Croiser les jambes l’une sur l’autre me donna, je pense, de la consistance.
« … Le service recherche de Faceblok apprécie particulièrement votre travail effectué sur le temps, Monsieur Topo’ ! », poursuivit-elle, tout en nous servant nos chodkawas fumants.
Ainsi que mon Timothy Fastoche de ’31 l’avait insinué, ma TempoTopo’ était devenue de toute évidence une application notoire, pensai-je, … grâce à l’initiative sans délicatesse de cette mythomane de Chatey, peut-être ?

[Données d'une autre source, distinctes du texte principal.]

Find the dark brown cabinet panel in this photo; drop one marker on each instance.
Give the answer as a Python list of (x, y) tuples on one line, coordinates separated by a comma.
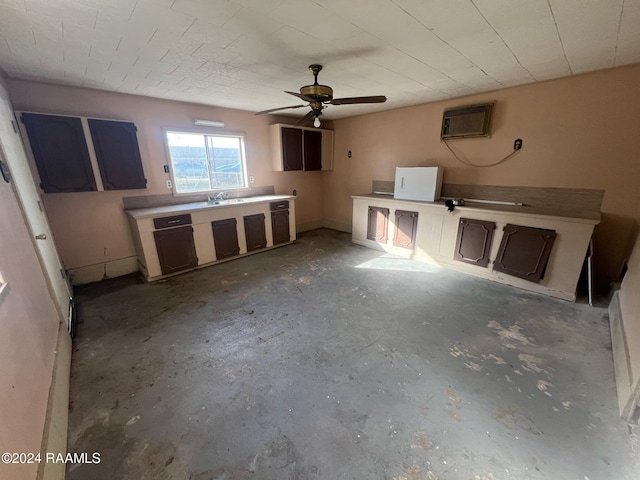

Les coudes appuyés sur une table de verre, ses bras s’agitent dans les airs. « J’attends de vous un oui ou un non de principe, Monsieur Topo’, rien de plus pour l’instant : voudriez-vous nous rejoindre ? ».
« … vous rejoindre ? », répétai-je, quelque peu déstabilisé.
Avez-vous déjà joué votre vie sur un seul coup de dé ? A cet instant, j’ai fortement regretté l’intuition de Lorrie qui aurait certes pu me guider, mais, à défaut, j’ai hoché la tête à l’horizontale.
Josée Van DerBrug me lâcha un peu de lest, mais je le sentais tenace :
 « Fort bien, Monsieur Topo’, je respecte votre choix, momentané je n’en doute pas… Pouvez-vous toutefois m’exprimer les raisons de ce refus hâtif ? »
« TimeWeather vient également de me faire une proposition et… je l’ai déjà acceptée, Madame Van derBrug ! » fut ma réponse laconique qui me simplifiait toute réflexion et toute explication.